A Natural Language Processing Method Identifies an Association Between Bacterial Communities in the Upper Genital Tract and Ovarian Cancer

Affiliations

A Natural Language Processing Method Identifies an Association Between Bacterial Communities in the Upper Genital Tract and Ovarian Cancer

Andrew Polio et al. Int J Mol Sci. .

Abstract

Bacterial communities within the female upper genital tract may influence the risk of ovarian cancer. In this retrospective cohort pilot study, we aim to detect different communities of bacteria between ovarian cancer and normal controls using topic modeling, a natural language processing tool. RNA was extracted and analyzed using the VITCOMIC2 pipeline. Topic modeling assessed differences in bacterial communities. Idatuning identified an optimal latent topic number and Latent Dirichlet Allocation (LDA) assessed topic differences between high-grade serous ovarian cancer (HGSOC) and controls. Results were validated using The Cancer Genome Atlas (TCGA) HGSOC dataset. A total of 801 unique taxa were identified, with 13 bacteria significantly differing between HGSOC and normal controls. LDA modeling revealed a latent topic associated with HGSOC samples, containing bacteria Escherichia/Shigella and Corynebacterineae.
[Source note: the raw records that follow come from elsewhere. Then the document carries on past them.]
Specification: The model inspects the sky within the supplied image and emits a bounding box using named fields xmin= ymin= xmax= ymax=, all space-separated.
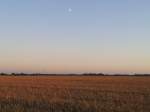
xmin=0 ymin=0 xmax=150 ymax=73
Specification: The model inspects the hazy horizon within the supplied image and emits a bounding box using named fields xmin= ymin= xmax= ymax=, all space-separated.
xmin=0 ymin=0 xmax=150 ymax=73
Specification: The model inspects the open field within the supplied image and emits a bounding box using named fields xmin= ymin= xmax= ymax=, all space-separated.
xmin=0 ymin=76 xmax=150 ymax=112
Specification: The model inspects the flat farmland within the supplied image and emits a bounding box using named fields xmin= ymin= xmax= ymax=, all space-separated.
xmin=0 ymin=76 xmax=150 ymax=112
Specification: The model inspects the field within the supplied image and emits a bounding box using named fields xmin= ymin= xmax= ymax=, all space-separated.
xmin=0 ymin=76 xmax=150 ymax=112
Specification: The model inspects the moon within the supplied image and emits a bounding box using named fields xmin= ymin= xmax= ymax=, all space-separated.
xmin=68 ymin=8 xmax=72 ymax=12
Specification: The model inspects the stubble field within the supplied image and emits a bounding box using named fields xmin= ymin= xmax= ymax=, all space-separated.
xmin=0 ymin=76 xmax=150 ymax=112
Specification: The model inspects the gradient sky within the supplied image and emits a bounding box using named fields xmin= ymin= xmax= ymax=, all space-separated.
xmin=0 ymin=0 xmax=150 ymax=73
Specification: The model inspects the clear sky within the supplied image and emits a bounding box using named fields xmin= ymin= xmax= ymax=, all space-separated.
xmin=0 ymin=0 xmax=150 ymax=73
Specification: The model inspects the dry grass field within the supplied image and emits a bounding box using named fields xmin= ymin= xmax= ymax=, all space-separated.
xmin=0 ymin=76 xmax=150 ymax=112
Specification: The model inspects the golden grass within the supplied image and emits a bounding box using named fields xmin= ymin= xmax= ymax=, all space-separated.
xmin=0 ymin=76 xmax=150 ymax=112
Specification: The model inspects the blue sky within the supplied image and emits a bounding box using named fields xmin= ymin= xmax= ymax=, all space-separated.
xmin=0 ymin=0 xmax=150 ymax=73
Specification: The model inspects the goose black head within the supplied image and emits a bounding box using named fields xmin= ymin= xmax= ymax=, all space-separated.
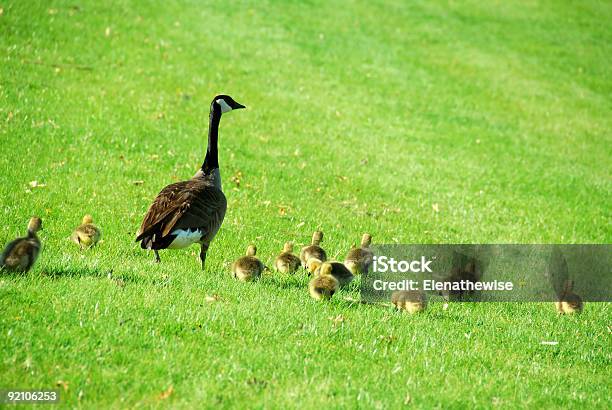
xmin=211 ymin=94 xmax=246 ymax=113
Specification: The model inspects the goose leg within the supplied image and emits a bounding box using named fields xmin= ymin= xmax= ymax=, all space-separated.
xmin=200 ymin=244 xmax=208 ymax=270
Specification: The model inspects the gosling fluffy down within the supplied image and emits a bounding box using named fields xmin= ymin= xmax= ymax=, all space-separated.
xmin=306 ymin=258 xmax=323 ymax=275
xmin=308 ymin=275 xmax=340 ymax=300
xmin=315 ymin=262 xmax=355 ymax=287
xmin=391 ymin=290 xmax=427 ymax=313
xmin=344 ymin=233 xmax=374 ymax=275
xmin=0 ymin=216 xmax=42 ymax=272
xmin=300 ymin=231 xmax=327 ymax=268
xmin=555 ymin=280 xmax=583 ymax=315
xmin=72 ymin=215 xmax=102 ymax=249
xmin=232 ymin=245 xmax=265 ymax=282
xmin=274 ymin=242 xmax=300 ymax=273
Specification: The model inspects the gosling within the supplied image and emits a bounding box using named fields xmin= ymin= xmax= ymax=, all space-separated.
xmin=300 ymin=231 xmax=327 ymax=268
xmin=308 ymin=270 xmax=340 ymax=300
xmin=274 ymin=242 xmax=301 ymax=273
xmin=344 ymin=233 xmax=374 ymax=275
xmin=306 ymin=258 xmax=323 ymax=276
xmin=232 ymin=245 xmax=265 ymax=282
xmin=555 ymin=280 xmax=583 ymax=315
xmin=0 ymin=216 xmax=42 ymax=272
xmin=315 ymin=262 xmax=355 ymax=287
xmin=391 ymin=290 xmax=427 ymax=314
xmin=72 ymin=215 xmax=102 ymax=249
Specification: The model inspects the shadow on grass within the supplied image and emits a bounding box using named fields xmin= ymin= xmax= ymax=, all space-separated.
xmin=41 ymin=266 xmax=165 ymax=287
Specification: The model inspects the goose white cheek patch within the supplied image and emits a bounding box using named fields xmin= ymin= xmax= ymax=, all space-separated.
xmin=217 ymin=98 xmax=232 ymax=112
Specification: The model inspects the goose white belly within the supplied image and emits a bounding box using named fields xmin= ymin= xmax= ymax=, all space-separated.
xmin=168 ymin=229 xmax=203 ymax=249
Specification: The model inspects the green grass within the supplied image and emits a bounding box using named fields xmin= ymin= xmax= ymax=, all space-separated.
xmin=0 ymin=0 xmax=612 ymax=408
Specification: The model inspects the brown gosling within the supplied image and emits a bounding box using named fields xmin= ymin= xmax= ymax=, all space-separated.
xmin=0 ymin=216 xmax=42 ymax=272
xmin=308 ymin=264 xmax=340 ymax=300
xmin=300 ymin=231 xmax=327 ymax=268
xmin=274 ymin=242 xmax=300 ymax=273
xmin=306 ymin=258 xmax=323 ymax=276
xmin=391 ymin=290 xmax=427 ymax=314
xmin=232 ymin=245 xmax=265 ymax=282
xmin=315 ymin=262 xmax=355 ymax=287
xmin=72 ymin=215 xmax=102 ymax=249
xmin=555 ymin=280 xmax=583 ymax=315
xmin=344 ymin=233 xmax=374 ymax=275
Pathway analysis using KEGG databases suggest differences in several biologic pathways including oocyte meiosis, aldosterone-regulated sodium reabsorption, gastric acid secretion, and long-term potentiation. These findings support the hypothesis that bacterial communities in the upper female genital tract may influence the development of HGSOC by altering the local environment, with potential functional implications between HGSOC and normal controls. However, further validation is required to confirms these associations and determine mechanistic relevance.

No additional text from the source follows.